It appears that a nearby solar system closely resembles our own solar system, raising the possibility it could harbor Earth-like planets. NASA astronomers reported that the triple-ringed star has an asteroid belt and a Jupiter-like giant planet in roughly the same orbits as in our own solar system. Moreover, the presence of these three rings of material implies that unseen planets confine and shape them.
Only 850 million years old, a fifth the age of Earth's sun and 10 light-years away, Epsilon Eridani resembles a younger twin to our solar system. The star's asteroid belts were found using the Spitzer space telescope.
"Studying Epsilon Eridani is like having a time machine to look at our solar system when it was young," said Smithsonian astronomer Massimo Marengo of Harvard-Smithsonian’s Center for Astrophysics. Marengo is a co-author of the discovery paper, which will appear in the January 10 issue of The Astrophysical Journal.
Asteroid belts are rocky and metallic debris left over from the early stages of planet formation.
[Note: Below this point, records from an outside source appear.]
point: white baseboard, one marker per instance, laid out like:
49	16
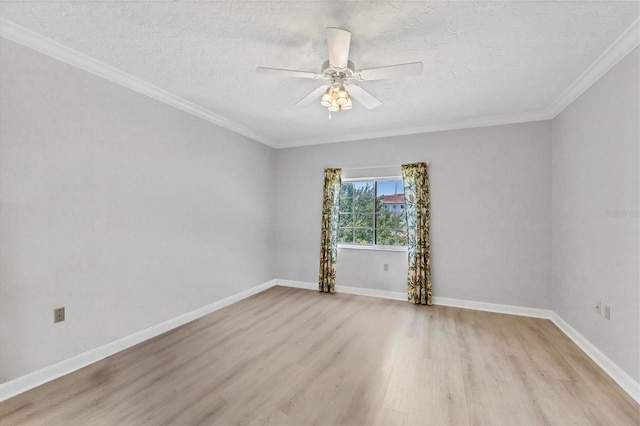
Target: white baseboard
31	380
493	307
44	375
625	381
345	289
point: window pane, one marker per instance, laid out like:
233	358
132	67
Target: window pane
346	204
363	220
391	237
363	236
345	220
365	205
345	235
346	190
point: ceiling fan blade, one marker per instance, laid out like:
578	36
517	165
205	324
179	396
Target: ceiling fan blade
362	96
338	41
391	71
287	73
314	95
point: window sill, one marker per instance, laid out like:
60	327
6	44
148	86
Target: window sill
374	248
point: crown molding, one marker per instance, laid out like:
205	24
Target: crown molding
620	48
627	41
35	41
454	125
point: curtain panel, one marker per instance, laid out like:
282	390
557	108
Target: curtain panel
329	234
417	212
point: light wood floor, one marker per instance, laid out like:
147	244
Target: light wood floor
290	356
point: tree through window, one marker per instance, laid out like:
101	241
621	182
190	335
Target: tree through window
372	213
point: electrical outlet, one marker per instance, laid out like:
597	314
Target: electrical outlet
58	315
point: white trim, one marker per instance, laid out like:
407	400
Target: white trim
42	44
611	56
345	289
493	307
456	125
376	247
620	48
54	371
626	382
297	284
31	380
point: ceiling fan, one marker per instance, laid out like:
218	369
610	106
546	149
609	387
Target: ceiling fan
341	76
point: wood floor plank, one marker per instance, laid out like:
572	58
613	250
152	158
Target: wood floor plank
291	356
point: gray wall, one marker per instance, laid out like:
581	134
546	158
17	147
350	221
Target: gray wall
491	218
122	209
595	214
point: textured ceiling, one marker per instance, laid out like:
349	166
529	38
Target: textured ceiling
482	59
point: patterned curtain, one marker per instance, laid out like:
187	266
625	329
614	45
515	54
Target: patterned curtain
417	210
329	236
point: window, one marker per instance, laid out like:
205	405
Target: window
372	213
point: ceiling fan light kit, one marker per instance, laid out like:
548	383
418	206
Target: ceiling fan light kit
341	75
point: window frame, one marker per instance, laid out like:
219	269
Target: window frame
374	246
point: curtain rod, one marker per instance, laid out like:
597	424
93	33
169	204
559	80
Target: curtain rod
384	166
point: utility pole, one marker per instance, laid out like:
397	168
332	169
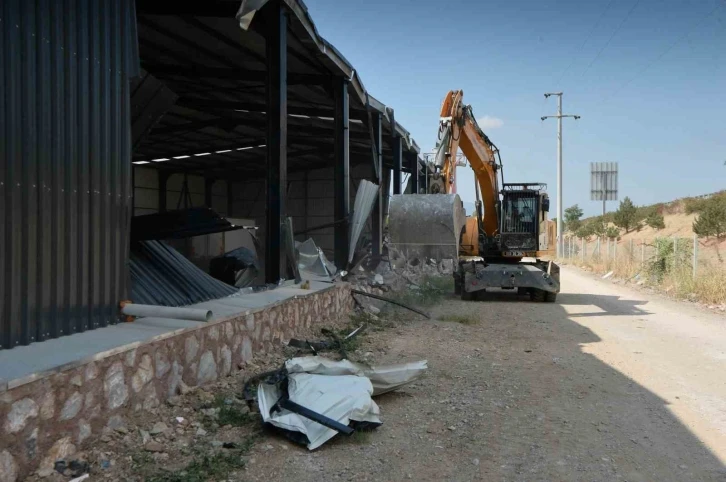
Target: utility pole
559	116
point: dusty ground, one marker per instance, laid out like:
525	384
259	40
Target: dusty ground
605	384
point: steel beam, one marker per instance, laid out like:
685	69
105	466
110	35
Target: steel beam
377	214
341	170
397	164
312	111
166	70
276	108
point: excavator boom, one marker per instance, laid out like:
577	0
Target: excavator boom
509	223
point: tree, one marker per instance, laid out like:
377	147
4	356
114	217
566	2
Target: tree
655	221
626	215
585	231
712	221
612	232
597	226
572	218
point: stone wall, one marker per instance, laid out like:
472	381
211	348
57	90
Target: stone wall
51	418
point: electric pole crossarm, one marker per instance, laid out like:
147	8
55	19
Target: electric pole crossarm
559	118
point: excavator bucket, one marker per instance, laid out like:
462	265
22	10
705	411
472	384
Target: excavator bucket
426	225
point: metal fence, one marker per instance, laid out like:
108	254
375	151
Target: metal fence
668	253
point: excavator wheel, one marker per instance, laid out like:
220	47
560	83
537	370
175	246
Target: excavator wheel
542	296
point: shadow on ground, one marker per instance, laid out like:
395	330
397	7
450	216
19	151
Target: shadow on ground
510	397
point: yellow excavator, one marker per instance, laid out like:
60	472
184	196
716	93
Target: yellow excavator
501	244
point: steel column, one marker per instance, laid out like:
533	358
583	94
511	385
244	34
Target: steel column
208	187
377	214
276	90
397	161
341	172
414	176
163	178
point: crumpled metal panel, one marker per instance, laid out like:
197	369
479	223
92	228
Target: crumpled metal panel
160	275
365	198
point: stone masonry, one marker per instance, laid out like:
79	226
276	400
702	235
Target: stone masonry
52	417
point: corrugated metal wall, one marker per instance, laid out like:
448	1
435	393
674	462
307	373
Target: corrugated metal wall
65	165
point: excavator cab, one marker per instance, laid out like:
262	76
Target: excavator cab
523	218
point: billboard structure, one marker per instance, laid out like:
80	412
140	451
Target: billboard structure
603	182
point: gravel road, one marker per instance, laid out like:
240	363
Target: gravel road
606	384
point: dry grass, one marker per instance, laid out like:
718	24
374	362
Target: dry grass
709	285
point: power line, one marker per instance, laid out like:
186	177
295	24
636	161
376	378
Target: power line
585	42
611	38
670	47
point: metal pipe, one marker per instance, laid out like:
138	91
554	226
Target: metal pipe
134	309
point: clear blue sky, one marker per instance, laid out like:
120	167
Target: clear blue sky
666	127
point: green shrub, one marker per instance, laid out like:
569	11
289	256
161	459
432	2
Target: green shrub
712	221
655	221
625	216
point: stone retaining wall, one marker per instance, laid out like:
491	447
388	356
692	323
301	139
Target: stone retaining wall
52	417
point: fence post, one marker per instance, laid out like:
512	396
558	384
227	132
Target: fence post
608	248
631	249
695	254
598	248
675	252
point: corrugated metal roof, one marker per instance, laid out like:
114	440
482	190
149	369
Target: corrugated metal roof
65	191
218	124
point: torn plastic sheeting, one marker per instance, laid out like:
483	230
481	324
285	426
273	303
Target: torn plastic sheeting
365	198
312	259
384	378
342	398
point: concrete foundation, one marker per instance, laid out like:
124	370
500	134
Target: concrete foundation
51	415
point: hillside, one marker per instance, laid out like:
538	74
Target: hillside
678	216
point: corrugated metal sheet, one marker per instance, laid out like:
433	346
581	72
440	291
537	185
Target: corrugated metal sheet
604	181
65	191
160	275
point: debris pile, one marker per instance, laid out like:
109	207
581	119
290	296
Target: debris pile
313	399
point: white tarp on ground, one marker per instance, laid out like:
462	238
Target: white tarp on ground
340	390
384	378
342	398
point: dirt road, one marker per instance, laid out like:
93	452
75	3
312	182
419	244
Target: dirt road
605	384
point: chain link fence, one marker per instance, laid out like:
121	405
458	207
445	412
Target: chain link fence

Their presence around other stars signals that rocky planets like Earth could be orbiting in the system's inner regions, with massive gas planets circling near the belts' rims. Our solar system has a rocky asteroid belt between Mars and Jupiter, about 3 astronomical units from the Sun.
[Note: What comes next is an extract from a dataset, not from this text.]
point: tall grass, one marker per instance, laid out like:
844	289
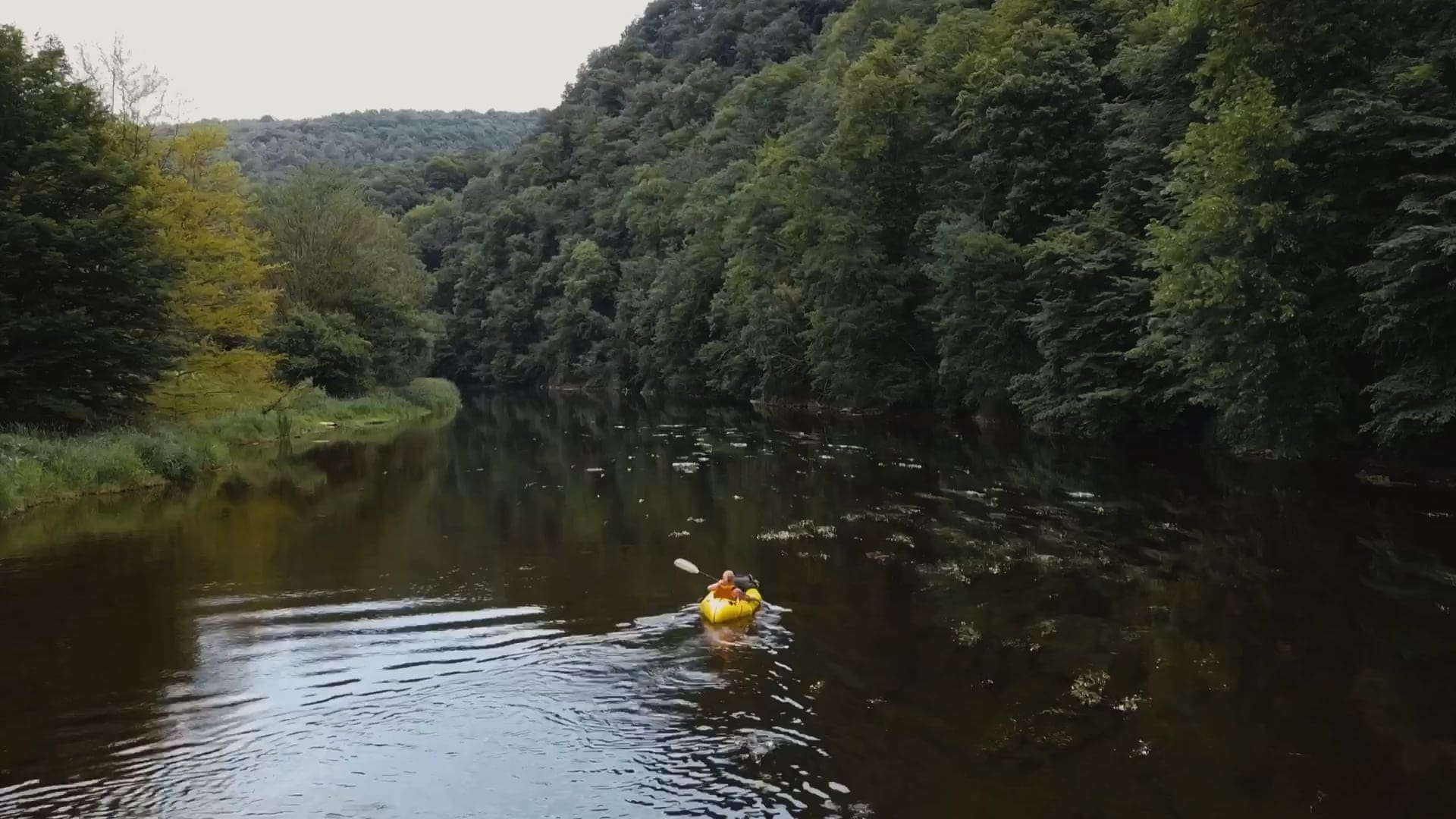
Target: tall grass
38	468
The popular star was also one of the first to be searched for signs of advanced alien civilizations using radio telescopes in 1960. At that time, astronomers did not know of the star's young age.
One of the two possible planets previously identified around Epsilon Eridani was discovered in 2000. The planet is thought to orbit at an average distance of 3.4 astronomical units from the star, just outside the innermost asteroid belt identified by Spitzer.